Meski demikian, proses adaptasi ini tidak bisa terjadi secara instan. Diperlukan investasi besar dalam renovasi bangunan, pendidikan masyarakat, serta kebijakan yang mendukung penggunaan energi terbarukan. “Di masa depan, kita akan melihat pergeseran signifikan dalam penggunaan AC, tetapi perlu waktu untuk mengubah struktur bangunan yang sudah ada,” ujar Tommaso Alberti, peneliti dari ClimaMeter, dalam wawancara dengan DW.

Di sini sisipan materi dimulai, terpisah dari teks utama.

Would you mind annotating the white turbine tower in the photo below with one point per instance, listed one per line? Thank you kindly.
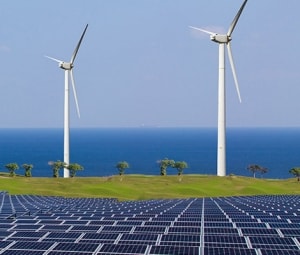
(68, 67)
(222, 40)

Kesimpulan dan Tantangan Mendatang

Penggunaan AC di Eropa mulai mendapat perhatian lebih, terutama setelah gelombang panas memicu kebutuhan akan pendinginan. Namun, perlu keseimbangan antara kebutuhan masyarakat dan keberlanjutan lingkungan. Di satu sisi, AC menjadi solusi efektif untuk mengatasi panas ekstrem, tetapi di sisi lain, pemanfaatan energi listrik yang meningkat bisa berdampak pada lingkungan. Dengan demikian, Eropa harus mempercepat transformasi infrastruktur dan kesadaran masyarakat untuk menghadapi perubahan iklim secara komprehensif.

“Penyesuaian suhu di dalam ruangan adalah bagian penting dari adaptasi terhadap cuaca ekstrem. AC bukan sekadar alat, tapi kebutuhan yang harus diterima,”

—Tommaso Alberti, peneliti ClimaMeter.

Di samping itu, angka kepemilikan AC di Eropa menunjukkan bahwa penyesuaian akan terjadi secara perlahan. Dengan kombinasi kebijakan pemerintah, inovasi teknologi, dan kesadaran masyarakat, kemungkinan besar Eropa akan mencapai tingkat penggunaan AC yang lebih signifikan dalam dekade mendatang. Namun, tantangan utama tetap ada, seperti biaya pemasangan dan perubahan kebiasaan hidup yang memerlukan waktu untuk terbentuk.